U.S. Attorney General Jeff Sessions and the acting director of U.S. Immigration and Customs Enforcement issued statements damning San Francisco's so-called sanctuary city policy within hours of the Nov. 30 verdict. Garcia Zarate was released from San Francisco custody two months before Steinle's death despite a request from ICE to hold him for deportation.
And Trump took to Twitter, calling the verdict "disgraceful" and angrily wondering why Garcia Zarate's immigration history was excluded from the trial.
https://twitter.com/i/web/status/936551346299338752
The verdict indicated that jurors agreed with Garcia Zarate's defense that the shooting was accidental. His defense argued that surveillance video from hundreds of feet away showed him discovering the gun -- discarded and wrapped in cloth -- moments before accidentally firing a single shot that ricocheted about a dozen feet away and then flew 78 feet before striking Steinle in the lower back.
Garcia Zarate's defense attorneys moved for a retrial on the gun possession charge, arguing the jury was incorrectly instructed.
"The moment the gun fired, it was thrown," defense attorney Matt Gonzalez said in court. "I think it is a miscarriage of justice if Mr. Garcia Zarate is convicted of possessing a firearm for a split second."
Judge Feng dismissed the motion Friday, and Gonzalez said he would file an appeal.
Garcia Zarate is scheduled to make his first appearance Monday in federal court on similar gun and ammunition possession charges carrying a maximum 20-year sentence.
San Francisco Public Defender Jeff Adachi, whose office represented Garcia Zarate throughout his state court case, said the federal charges amounted to "a president and an attorney general who are really spitting in the face of justice."
District Attorney George Gascón declined to say whether he supported the federal charges against Garcia Zarate.
"I believe this case was a political football -- I think it was used inappropriately by people on either side," he said after the sentencing. "We’re comfortable that the system worked the way it was meant to, even though we’re disappointed with the outcome."

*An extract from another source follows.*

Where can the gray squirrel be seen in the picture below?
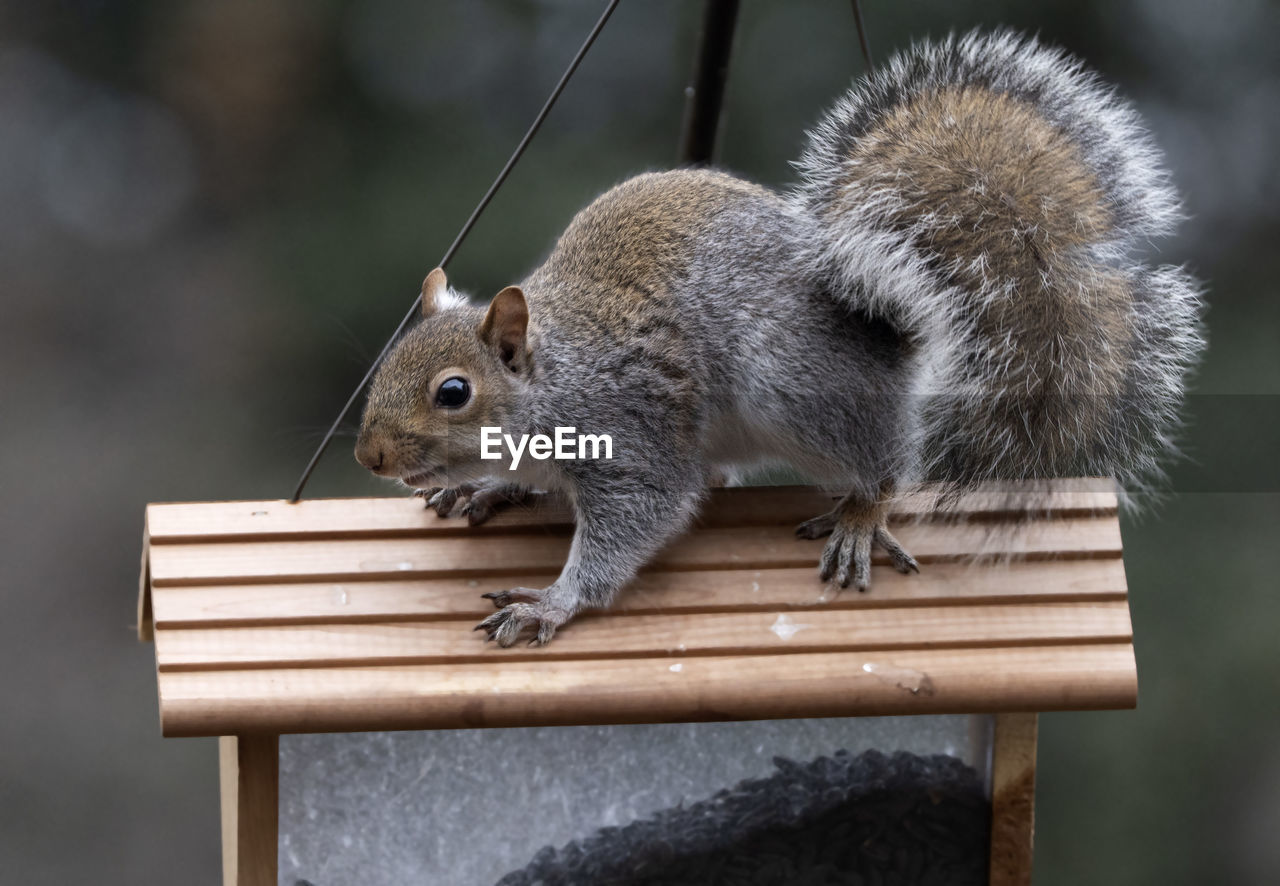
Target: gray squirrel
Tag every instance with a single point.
(951, 292)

In the federal system, Garcia Zarate will have a new defense team, led by well-known Bay Area defense attorney Tony Serra.
"Shame on the federal government, shame on the Trump administration," he said. "Shame on them in terms of bringing a retaliatory, vindictive prosecution."
The federal government is itself a defendant in a civil case brought by Kathryn Steinle's family, alleging among other claims that a Bureau of Land Management ranger was negligent when he left his firearm unsecured in his car when he stopped in San Francisco four days before Steinle was killed. The gun was stolen in a string of auto burglaries near the city's Ferry Building, and no evidence linked Garcia Zarate to those thefts.
"If we want to look at responsibility, we have to look at how that gun got there," defense attorney Francisco Ugarte said.